Klise

Saturday, June 26, 2010
Memangnya siapa yang benar-benar mengerti cinta?

Penjelasan logis macam apa yang bisa menjelaskan mengapa kita terus-menerus jatuh di tempat yang sama untuk hal yang sama? Aku tidak mengerti mengapa saat aku merasa begitu tersakiti sehingga berkata tidak ingin mencintai lagi, justru proses mencintai itu terasa berjalan dengan mulus, seolah tanpa cela. Seakan-akan seluruh komponen alam semesta berusaha menjerumuskanku. Lebih anehnya lagi, aku menerimanya dengan tangan terbuka, dengan senyuman, dengan harapan bahwa segalanya akan menjadi lebih baik dari sebelumnya. Segala konsekuensi atas keteledoran itu telah terbentang dan terasa sangat familier, tapi semuanya dimentahkan oleh kata hati yang bertindak sebagai pemimpin yang sangat salah di saat-saat seperti ini.

Tidak ada yang bisa benar-benar diharapkan dari senyuman dan sapaan biasa. Gesture yang sangat alami dan tidak perlu dilebih-lebihkan. Sedikit tambahan bumbu "Good night, sleep well" yang langsung mengaktifkan rasa aneh entah darimana. Mengapa ketika jatuh cinta, segala hal yang ia ucapkan, lakukan, perlihatkan terasa sempurna, seakan ia memiliki daya tarik magis terhadap semua keindahan?

Satu hal yang sangat kupahami adalah aku tidak pernah berhenti berharap. Masa bodoh bahwa pengharapan itu menyakitkan, bahwa aku memiliki kesadaran penuh terhadap kandasnya kisah ini di masa depan, yang aku yakin akan terjadi. Apa gunanya melawan perasaan bahagia bila itu bisa mengkompensasi apa yang terjadi sesudahnya, sebelumnya, atau periode-periode kosong penuh kebimbangan? Perlukah lagi penolakan atas rasa yang jelas-jelas menjalar ke seluruh saraf?

Aku ingin berpikiran selayaknya orang waras yang bisa berpikir jernih selamanya, tanpa irasionalitas yang hanya bisa ditimbulkan oleh cinta. Terlalu banyak spekulasi dan kesalahan yang menyakitkan, terlalu banyak ruang abu-abu yang tidak bisa ditembus akal sehat, terlalu banyak derai air mata maupun seringaian akibat tusukan ke-sekian. Mereka yang tidak bisa mencintai dan sanggup melawan segala bentuk penetrasi itu adalah orang-orang hebat dengan hati batu. Tapi mungkin hidup tidak akan sama lagi bagiku seandainya aku menjadi salah satu diantara mereka. Jadi buat apa mengeluh?

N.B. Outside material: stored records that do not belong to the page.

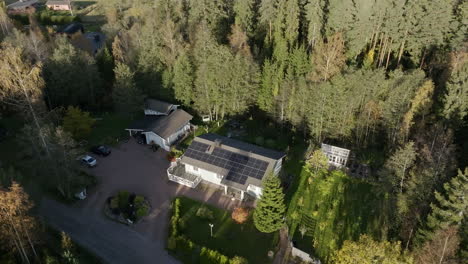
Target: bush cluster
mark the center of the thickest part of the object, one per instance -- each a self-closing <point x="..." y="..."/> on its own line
<point x="186" y="249"/>
<point x="204" y="213"/>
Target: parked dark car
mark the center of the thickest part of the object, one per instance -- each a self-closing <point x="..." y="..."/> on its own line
<point x="3" y="133"/>
<point x="101" y="150"/>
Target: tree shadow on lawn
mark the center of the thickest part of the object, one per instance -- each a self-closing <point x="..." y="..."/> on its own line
<point x="359" y="212"/>
<point x="229" y="238"/>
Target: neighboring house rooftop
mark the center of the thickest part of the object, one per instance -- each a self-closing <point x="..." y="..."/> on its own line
<point x="157" y="105"/>
<point x="58" y="2"/>
<point x="164" y="126"/>
<point x="238" y="162"/>
<point x="91" y="42"/>
<point x="71" y="28"/>
<point x="22" y="4"/>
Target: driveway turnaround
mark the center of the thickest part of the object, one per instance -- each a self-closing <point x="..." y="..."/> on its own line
<point x="137" y="169"/>
<point x="110" y="241"/>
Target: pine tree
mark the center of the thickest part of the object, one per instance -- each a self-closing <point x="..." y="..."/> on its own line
<point x="78" y="123"/>
<point x="244" y="15"/>
<point x="269" y="213"/>
<point x="127" y="97"/>
<point x="400" y="163"/>
<point x="456" y="97"/>
<point x="183" y="79"/>
<point x="450" y="208"/>
<point x="72" y="77"/>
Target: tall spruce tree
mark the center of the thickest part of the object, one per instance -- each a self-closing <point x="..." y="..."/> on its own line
<point x="127" y="97"/>
<point x="269" y="213"/>
<point x="450" y="208"/>
<point x="456" y="97"/>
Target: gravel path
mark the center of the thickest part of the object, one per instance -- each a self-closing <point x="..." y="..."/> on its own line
<point x="137" y="169"/>
<point x="111" y="241"/>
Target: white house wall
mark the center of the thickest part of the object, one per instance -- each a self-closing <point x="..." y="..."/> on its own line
<point x="152" y="112"/>
<point x="254" y="190"/>
<point x="278" y="165"/>
<point x="179" y="132"/>
<point x="206" y="175"/>
<point x="151" y="136"/>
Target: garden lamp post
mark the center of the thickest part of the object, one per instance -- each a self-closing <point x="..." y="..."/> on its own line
<point x="211" y="229"/>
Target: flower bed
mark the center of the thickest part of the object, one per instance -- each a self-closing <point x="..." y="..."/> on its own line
<point x="127" y="208"/>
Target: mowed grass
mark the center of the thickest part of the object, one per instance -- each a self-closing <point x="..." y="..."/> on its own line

Karena aku lelah, tolol. Aku lelah atas fakta betapa sulitnya mencari pasangan sejati. Begitu banyak halangan yang timbul saat aku merasa telah menemukan orang yang tepat, padahal standar 'tepat' itu sendiri berubah-ubah seiring bertambahnya usiaku. Beda agama, beda umur, beda pendidikan, beda gaya hidup, beda ini, beda itu. Dan yang paling penting, ia tidak mencintaiku. Habis perkara.

3 comments:

{ Makudin } at: June 27, 2010 11:36 AM said...

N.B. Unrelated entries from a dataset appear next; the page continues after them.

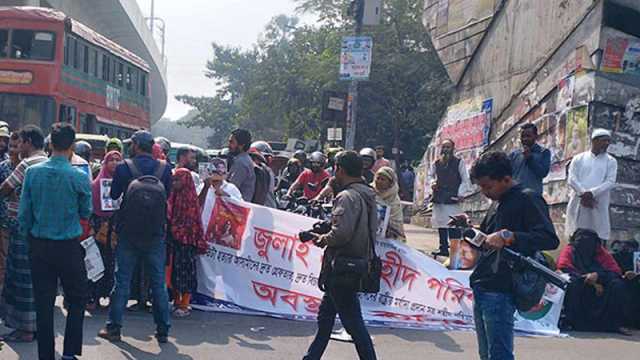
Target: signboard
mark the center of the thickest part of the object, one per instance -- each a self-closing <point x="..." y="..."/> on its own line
<point x="256" y="264"/>
<point x="113" y="97"/>
<point x="16" y="77"/>
<point x="355" y="57"/>
<point x="621" y="55"/>
<point x="334" y="134"/>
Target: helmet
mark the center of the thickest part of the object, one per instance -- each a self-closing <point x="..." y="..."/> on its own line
<point x="368" y="152"/>
<point x="83" y="149"/>
<point x="263" y="147"/>
<point x="164" y="143"/>
<point x="318" y="157"/>
<point x="300" y="155"/>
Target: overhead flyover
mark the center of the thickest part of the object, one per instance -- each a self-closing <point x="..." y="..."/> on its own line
<point x="123" y="22"/>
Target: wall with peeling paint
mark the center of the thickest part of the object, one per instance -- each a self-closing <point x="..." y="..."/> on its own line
<point x="541" y="62"/>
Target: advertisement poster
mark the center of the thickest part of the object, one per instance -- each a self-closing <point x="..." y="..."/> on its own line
<point x="621" y="56"/>
<point x="577" y="137"/>
<point x="106" y="202"/>
<point x="269" y="271"/>
<point x="355" y="57"/>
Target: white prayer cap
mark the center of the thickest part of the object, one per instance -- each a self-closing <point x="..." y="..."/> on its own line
<point x="599" y="133"/>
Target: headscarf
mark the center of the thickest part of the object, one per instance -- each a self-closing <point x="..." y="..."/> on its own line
<point x="391" y="199"/>
<point x="157" y="153"/>
<point x="95" y="185"/>
<point x="184" y="212"/>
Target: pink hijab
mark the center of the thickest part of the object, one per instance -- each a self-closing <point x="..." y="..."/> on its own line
<point x="95" y="186"/>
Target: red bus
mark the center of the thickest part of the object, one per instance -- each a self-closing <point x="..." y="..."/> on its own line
<point x="53" y="68"/>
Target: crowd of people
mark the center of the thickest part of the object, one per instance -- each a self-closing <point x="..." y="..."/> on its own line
<point x="156" y="262"/>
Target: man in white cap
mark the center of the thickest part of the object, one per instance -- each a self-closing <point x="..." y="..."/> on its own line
<point x="592" y="175"/>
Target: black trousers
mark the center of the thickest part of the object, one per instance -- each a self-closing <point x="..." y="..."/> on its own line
<point x="52" y="260"/>
<point x="345" y="303"/>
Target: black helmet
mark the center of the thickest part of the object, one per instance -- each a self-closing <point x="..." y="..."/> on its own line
<point x="300" y="155"/>
<point x="83" y="149"/>
<point x="318" y="157"/>
<point x="263" y="147"/>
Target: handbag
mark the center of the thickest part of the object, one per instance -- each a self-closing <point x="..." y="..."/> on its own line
<point x="359" y="274"/>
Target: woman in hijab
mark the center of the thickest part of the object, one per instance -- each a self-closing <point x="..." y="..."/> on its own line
<point x="186" y="239"/>
<point x="386" y="187"/>
<point x="104" y="227"/>
<point x="597" y="298"/>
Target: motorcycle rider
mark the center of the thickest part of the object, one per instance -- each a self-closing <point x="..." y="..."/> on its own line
<point x="368" y="156"/>
<point x="312" y="180"/>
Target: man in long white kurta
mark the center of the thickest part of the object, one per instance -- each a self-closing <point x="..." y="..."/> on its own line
<point x="592" y="176"/>
<point x="449" y="180"/>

ugh, sangat menusuk, sayang..

hmm..
he'll come.
just believe.
if you don't believe me, it's ok.
you just have to believe Allah.

semangaat, marsh!

*serasa saya sudah menikah saja, inii.. *_*
hheu, tapi itu yang saya percaya, marsh.. :)

{ Marsha } at: July 2, 2010 12:42 AM said...

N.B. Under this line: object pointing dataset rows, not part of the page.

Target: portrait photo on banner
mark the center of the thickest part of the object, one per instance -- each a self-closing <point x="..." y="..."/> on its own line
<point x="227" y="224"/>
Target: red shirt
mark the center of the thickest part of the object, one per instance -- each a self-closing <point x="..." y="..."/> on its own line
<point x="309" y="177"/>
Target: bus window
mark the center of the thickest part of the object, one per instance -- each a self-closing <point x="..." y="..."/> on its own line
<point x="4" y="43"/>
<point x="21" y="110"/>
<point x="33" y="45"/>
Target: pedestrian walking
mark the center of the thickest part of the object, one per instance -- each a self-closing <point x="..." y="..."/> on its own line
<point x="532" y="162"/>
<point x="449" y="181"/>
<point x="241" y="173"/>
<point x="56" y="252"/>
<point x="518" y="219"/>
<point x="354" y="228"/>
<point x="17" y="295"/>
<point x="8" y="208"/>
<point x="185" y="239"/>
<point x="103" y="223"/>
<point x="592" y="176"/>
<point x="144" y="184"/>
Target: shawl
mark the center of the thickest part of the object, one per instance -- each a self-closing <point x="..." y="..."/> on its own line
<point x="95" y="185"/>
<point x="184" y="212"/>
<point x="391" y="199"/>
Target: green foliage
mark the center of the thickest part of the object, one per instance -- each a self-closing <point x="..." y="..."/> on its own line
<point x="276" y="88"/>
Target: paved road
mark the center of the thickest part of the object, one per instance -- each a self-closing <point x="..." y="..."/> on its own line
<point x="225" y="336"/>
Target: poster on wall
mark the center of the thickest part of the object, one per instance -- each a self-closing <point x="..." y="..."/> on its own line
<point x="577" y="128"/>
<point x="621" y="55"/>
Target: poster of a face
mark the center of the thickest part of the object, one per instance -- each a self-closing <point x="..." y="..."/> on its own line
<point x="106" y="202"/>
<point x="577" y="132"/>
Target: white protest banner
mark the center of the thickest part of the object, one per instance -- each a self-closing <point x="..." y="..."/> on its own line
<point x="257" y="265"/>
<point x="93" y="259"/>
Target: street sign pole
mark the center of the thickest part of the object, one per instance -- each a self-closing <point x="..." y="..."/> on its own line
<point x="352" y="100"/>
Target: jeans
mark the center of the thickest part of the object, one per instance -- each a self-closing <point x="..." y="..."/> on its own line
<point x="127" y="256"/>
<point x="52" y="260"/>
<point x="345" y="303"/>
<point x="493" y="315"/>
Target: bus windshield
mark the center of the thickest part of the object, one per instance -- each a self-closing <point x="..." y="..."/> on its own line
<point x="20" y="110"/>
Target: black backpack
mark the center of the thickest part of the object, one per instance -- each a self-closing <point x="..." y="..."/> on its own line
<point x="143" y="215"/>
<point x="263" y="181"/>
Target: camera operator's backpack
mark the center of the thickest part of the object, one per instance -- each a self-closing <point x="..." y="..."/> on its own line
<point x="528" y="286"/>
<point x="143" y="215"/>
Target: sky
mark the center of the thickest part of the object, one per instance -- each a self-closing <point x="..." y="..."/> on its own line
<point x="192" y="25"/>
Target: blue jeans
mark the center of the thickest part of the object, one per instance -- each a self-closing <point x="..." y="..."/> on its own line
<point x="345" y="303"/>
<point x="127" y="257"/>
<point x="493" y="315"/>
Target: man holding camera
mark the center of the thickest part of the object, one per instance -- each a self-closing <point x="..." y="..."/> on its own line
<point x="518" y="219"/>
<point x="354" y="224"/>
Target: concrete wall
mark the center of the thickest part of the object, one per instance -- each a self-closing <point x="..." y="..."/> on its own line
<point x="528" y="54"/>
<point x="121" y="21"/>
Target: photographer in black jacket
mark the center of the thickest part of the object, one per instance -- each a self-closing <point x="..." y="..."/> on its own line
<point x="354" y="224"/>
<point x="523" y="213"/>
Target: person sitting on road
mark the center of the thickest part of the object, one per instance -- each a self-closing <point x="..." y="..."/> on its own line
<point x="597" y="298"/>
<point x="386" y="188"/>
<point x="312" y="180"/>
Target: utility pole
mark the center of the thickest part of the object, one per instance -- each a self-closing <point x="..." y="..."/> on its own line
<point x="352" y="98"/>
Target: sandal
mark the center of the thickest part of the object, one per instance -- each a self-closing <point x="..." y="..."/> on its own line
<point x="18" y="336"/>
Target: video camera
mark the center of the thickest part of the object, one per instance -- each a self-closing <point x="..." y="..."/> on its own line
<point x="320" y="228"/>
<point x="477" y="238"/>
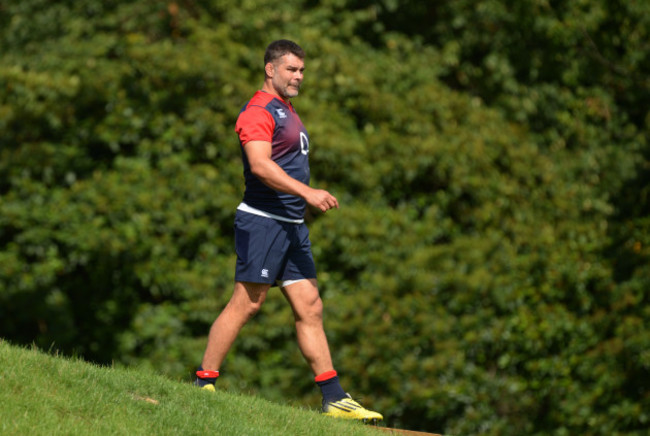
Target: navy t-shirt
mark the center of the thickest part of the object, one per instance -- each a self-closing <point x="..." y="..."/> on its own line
<point x="268" y="118"/>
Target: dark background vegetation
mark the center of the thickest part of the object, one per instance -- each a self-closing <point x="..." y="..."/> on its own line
<point x="487" y="272"/>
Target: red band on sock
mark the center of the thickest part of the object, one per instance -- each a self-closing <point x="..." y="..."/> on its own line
<point x="325" y="376"/>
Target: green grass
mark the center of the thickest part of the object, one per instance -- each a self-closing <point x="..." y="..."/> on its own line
<point x="45" y="394"/>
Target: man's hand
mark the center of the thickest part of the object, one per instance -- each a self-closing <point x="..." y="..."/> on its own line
<point x="321" y="199"/>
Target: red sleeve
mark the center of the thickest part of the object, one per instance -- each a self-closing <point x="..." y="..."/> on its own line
<point x="255" y="124"/>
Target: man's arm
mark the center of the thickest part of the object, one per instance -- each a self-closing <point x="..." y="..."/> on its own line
<point x="273" y="176"/>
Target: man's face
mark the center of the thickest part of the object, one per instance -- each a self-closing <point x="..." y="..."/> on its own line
<point x="287" y="75"/>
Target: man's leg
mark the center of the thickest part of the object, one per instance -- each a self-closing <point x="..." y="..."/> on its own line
<point x="246" y="300"/>
<point x="308" y="312"/>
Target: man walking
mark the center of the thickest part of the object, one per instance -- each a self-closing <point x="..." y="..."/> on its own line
<point x="271" y="238"/>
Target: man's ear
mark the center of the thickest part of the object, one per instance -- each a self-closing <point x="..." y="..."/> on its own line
<point x="269" y="68"/>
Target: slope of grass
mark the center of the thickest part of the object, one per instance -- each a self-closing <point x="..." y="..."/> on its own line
<point x="45" y="394"/>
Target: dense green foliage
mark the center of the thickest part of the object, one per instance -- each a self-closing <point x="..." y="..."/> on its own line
<point x="488" y="268"/>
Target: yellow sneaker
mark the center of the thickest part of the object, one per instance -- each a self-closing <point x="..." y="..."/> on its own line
<point x="347" y="408"/>
<point x="209" y="388"/>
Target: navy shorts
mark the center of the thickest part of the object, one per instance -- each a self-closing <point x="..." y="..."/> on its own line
<point x="269" y="250"/>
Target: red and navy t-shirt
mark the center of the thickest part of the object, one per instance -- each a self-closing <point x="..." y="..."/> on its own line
<point x="268" y="118"/>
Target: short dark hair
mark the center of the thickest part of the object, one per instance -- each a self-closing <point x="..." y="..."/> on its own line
<point x="281" y="47"/>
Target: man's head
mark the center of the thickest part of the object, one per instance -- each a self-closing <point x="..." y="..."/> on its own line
<point x="284" y="65"/>
<point x="281" y="47"/>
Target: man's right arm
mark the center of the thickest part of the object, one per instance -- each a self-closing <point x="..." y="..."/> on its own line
<point x="273" y="176"/>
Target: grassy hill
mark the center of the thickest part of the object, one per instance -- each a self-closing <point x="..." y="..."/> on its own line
<point x="46" y="394"/>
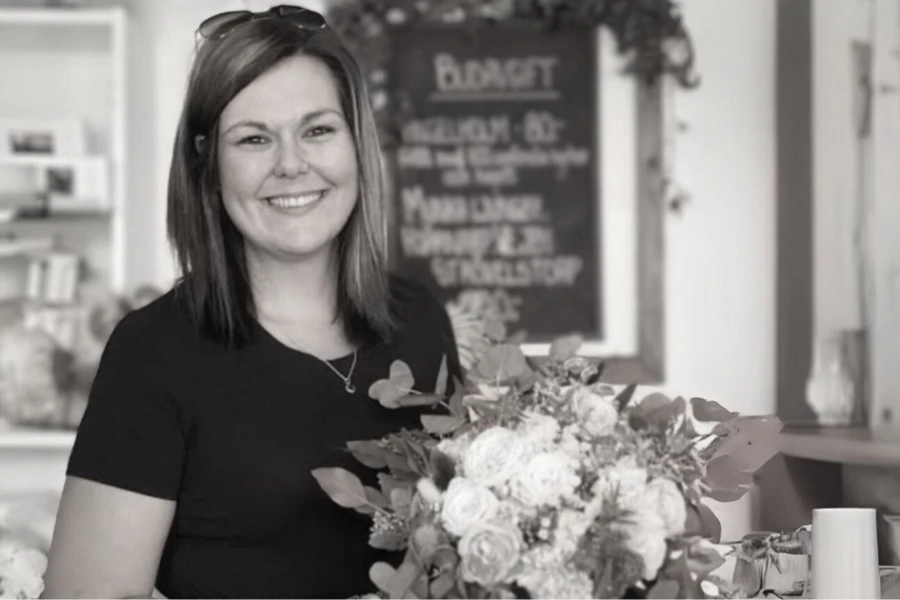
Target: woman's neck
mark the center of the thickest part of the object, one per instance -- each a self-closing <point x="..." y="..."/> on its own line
<point x="291" y="291"/>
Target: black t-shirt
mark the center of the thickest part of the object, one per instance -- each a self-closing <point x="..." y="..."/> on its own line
<point x="233" y="434"/>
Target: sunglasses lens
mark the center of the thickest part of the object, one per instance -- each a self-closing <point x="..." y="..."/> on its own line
<point x="302" y="17"/>
<point x="222" y="23"/>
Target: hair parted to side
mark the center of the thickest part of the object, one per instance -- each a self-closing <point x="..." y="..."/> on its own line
<point x="209" y="249"/>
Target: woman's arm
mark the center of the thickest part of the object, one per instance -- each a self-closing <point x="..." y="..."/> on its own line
<point x="107" y="542"/>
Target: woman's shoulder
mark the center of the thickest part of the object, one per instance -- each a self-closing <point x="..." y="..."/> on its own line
<point x="413" y="301"/>
<point x="147" y="328"/>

Hehe, terimakasih maidiin.
Semoga orang itu cepet dateng ya. tapi semoga aku bisa mencintai Allah lebih daripada dia. :)

maidin udah ada rencana nikah yaa? ahaha :D

{ Makudin } at: July 4, 2010 6:30 PM said...

:)
iya marsh!
lebih bagusnya lagi, cinta kita ke dia itu membuat kita tambah tambah cinta sama Allah.